Снова долго молчали. Сидели втроем на опрокинутой бурей березе. Дерево, высоко взметнув оборванные корпи, продолжало держаться немногими живыми жгутами за землю: часть ветвей все еще зеленела на громадном, белом и уже во многом не живом теле.
— Значит, не придется взглянуть на сына в последний раз, — сам себе говорит Архип Палыч и обнимает за плечи Тихона Николаевича.
— Верю, обойдется у тебя, Тиша.
— Спасибо. Он у меня последний. Остальных война взяла. Четверо было — он последний…
Георгия Архиповича Заплотина хоронил весь город. Кумачовый, плотно закрытый крышкой гроб рабочие вынесли из заводского клуба и понесли на плечах главной улицей, через весь город на Красную сопку.

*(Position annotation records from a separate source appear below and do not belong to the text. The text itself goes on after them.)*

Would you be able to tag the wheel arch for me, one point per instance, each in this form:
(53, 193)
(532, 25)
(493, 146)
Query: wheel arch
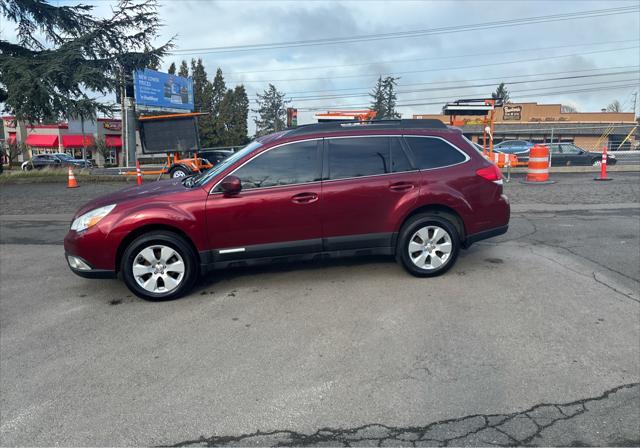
(439, 209)
(152, 228)
(180, 165)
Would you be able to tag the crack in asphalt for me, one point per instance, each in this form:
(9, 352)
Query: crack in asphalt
(593, 275)
(512, 429)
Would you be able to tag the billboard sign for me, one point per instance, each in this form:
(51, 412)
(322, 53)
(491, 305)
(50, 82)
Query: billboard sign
(292, 117)
(162, 90)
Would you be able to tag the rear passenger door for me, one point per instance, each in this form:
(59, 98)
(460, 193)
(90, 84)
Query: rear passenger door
(368, 183)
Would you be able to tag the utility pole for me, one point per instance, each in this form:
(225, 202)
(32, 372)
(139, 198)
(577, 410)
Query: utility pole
(84, 139)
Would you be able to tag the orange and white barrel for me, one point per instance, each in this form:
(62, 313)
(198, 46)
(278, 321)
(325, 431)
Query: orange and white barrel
(538, 168)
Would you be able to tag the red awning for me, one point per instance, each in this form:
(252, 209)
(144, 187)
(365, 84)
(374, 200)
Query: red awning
(42, 141)
(75, 141)
(113, 141)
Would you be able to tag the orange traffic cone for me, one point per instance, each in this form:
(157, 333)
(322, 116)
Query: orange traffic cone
(138, 173)
(72, 183)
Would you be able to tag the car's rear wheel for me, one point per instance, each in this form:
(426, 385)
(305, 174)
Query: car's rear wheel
(428, 245)
(159, 266)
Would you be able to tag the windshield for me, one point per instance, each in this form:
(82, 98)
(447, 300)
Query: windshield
(203, 178)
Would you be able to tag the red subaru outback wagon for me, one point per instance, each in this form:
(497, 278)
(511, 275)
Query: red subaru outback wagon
(416, 189)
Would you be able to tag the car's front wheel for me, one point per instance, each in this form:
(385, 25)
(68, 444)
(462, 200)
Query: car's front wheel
(428, 245)
(179, 172)
(159, 266)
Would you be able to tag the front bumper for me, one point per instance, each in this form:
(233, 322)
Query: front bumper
(90, 253)
(83, 268)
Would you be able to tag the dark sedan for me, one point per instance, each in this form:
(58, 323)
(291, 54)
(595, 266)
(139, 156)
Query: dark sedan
(59, 160)
(568, 154)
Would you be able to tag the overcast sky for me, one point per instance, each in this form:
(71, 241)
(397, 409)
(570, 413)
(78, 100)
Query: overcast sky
(425, 64)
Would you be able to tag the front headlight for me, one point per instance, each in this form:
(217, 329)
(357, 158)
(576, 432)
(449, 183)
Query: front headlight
(91, 218)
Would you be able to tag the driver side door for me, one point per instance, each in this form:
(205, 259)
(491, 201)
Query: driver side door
(277, 211)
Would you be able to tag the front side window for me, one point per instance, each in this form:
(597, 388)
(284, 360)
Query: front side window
(570, 149)
(366, 156)
(295, 163)
(431, 152)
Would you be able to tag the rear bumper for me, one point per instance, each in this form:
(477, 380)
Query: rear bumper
(484, 235)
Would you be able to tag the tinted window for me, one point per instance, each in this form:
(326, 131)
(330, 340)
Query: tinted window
(570, 149)
(366, 156)
(357, 157)
(399, 161)
(433, 152)
(295, 163)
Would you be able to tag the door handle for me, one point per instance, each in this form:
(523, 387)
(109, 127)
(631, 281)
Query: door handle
(304, 198)
(401, 186)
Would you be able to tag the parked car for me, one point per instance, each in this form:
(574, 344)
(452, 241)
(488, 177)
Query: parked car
(563, 154)
(58, 160)
(414, 189)
(215, 156)
(520, 148)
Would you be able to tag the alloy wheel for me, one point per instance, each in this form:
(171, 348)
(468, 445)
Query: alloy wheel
(430, 247)
(158, 269)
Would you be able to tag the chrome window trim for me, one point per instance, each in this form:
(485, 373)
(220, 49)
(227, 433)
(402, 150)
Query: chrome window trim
(255, 156)
(399, 136)
(466, 156)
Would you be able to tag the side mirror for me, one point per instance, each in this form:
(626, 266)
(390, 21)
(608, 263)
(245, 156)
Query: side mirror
(231, 185)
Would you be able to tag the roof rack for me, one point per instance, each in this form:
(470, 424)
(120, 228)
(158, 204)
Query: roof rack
(346, 125)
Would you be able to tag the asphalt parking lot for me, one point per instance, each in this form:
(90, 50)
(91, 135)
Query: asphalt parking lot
(533, 338)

Задолго до появления траурной процессии люди выходили из домов и стояли на тротуарах, негромко переговариваясь. Мальчишки меж взрослыми устраивали возню, играли в пятнашки, смеялись. На них цыкали старшие. Мелкотня замолкала ненадолго и снова начинала егозить. Но стоило только появиться траурной процессии, и затихал мигом шум, прекращались разговоры, смирнела детвора.
Алый гроб медленно плыл над головами людей в полном безмолвии и тишине. Даже шум шагов громадной за гробом толпы был как плеск ноды в песчаный отлогий берег.

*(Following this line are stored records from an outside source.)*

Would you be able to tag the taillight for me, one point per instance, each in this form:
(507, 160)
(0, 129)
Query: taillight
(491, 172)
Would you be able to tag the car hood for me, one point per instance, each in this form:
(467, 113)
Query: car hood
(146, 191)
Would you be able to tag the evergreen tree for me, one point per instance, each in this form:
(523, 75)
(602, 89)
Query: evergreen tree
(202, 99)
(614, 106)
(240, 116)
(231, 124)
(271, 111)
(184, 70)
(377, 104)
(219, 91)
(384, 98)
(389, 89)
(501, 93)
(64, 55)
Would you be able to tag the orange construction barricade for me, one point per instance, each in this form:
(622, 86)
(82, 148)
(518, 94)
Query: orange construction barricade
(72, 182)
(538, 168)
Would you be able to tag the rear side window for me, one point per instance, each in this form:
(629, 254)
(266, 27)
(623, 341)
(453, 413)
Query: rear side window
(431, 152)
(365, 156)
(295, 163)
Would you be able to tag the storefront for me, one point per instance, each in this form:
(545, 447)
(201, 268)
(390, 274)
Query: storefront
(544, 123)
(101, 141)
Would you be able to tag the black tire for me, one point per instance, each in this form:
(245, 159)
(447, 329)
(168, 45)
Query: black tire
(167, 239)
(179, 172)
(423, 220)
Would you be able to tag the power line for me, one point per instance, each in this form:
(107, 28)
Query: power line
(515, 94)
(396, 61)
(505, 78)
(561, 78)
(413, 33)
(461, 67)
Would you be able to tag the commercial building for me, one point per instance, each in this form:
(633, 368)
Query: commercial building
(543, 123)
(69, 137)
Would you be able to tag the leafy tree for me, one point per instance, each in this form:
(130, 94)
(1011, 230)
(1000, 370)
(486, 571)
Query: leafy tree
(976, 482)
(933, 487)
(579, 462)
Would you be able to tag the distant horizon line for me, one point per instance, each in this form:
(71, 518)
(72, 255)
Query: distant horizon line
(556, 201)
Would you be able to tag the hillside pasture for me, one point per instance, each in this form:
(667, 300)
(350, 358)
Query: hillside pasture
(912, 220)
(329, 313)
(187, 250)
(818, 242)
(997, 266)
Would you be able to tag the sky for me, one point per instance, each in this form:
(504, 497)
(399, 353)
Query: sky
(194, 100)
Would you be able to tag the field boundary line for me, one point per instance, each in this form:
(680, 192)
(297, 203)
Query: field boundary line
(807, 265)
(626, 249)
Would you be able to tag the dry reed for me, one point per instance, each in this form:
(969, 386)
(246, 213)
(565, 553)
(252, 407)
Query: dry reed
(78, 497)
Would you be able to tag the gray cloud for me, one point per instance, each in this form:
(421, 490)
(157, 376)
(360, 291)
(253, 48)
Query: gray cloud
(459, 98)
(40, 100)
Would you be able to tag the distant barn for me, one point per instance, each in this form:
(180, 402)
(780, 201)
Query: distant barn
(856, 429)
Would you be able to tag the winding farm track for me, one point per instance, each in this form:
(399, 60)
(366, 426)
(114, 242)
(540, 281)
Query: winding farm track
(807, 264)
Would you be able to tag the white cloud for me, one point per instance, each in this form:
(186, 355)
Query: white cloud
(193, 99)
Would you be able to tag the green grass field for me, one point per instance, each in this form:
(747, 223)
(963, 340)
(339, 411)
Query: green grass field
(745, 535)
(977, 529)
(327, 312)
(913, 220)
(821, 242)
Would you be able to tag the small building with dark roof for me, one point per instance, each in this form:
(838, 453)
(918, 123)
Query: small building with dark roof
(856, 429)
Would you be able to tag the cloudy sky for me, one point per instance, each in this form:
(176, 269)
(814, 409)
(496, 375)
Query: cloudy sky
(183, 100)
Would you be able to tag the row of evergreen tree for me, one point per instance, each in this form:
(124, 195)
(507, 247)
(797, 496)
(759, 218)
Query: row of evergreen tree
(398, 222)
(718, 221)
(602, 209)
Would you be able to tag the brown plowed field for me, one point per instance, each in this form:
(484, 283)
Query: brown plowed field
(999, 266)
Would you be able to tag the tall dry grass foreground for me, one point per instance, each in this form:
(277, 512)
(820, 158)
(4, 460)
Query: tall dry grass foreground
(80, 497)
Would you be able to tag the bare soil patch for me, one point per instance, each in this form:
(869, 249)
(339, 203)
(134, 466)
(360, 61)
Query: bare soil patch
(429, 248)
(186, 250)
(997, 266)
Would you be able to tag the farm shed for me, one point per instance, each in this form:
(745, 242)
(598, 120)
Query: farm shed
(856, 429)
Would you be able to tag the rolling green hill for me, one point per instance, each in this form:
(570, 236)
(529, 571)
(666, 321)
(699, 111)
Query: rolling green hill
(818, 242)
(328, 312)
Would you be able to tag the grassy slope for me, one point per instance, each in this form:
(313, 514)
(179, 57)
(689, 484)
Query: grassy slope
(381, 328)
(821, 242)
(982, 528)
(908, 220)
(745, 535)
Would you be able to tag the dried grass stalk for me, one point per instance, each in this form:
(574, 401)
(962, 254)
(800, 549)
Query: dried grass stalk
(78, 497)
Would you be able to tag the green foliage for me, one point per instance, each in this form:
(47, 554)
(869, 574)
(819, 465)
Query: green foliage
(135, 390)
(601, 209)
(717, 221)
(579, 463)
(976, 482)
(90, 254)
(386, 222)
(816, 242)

Медленно шагали впереди рабочие с венками на руках, к ним то и дело присоединялись парни, девчата, женщины, мужчины с новыми венками, с букетами живых цветов.
Те, что стояли на тротуарах, в великом молчании пропускали гроб и, словно бы втянутые этим скорбным движением, вливались в ряды провожающих.
Никто не сообщил официально горожанам о дне и часе похорон. Но весь город знал это число и этот час, и вот теперь, подчиняясь чувству, что роднит в беде русского человека, каждый считает своим долгом проводить в последний путь погибшего человека.
Многие, очень многие из тех, кто следует за гробом, задают себе вопрос: почему и за что погиб этот инженер, почему еще один ослепший и оглохший, с тяжелыми ранами, по слухам, рабочий — все еще при смерти, лежит в городской клинике?
Многие открыто ропщут, ругают начальство, власти, придумывают свои объяснения, версии, разноречиво и, как правило, неверно толкуют происшедшее.
Плачут женщины. Рыдает вся в черном красивая молодуха. Кто она? Люди не знают и никогда не узнают, что любила она Гошу Заплотина всем своим добрым, большим сердцем. Любила и тогда, когда бегал он на свидания к подружке Клаве, когда женился и жил, ничего не замечая рядом.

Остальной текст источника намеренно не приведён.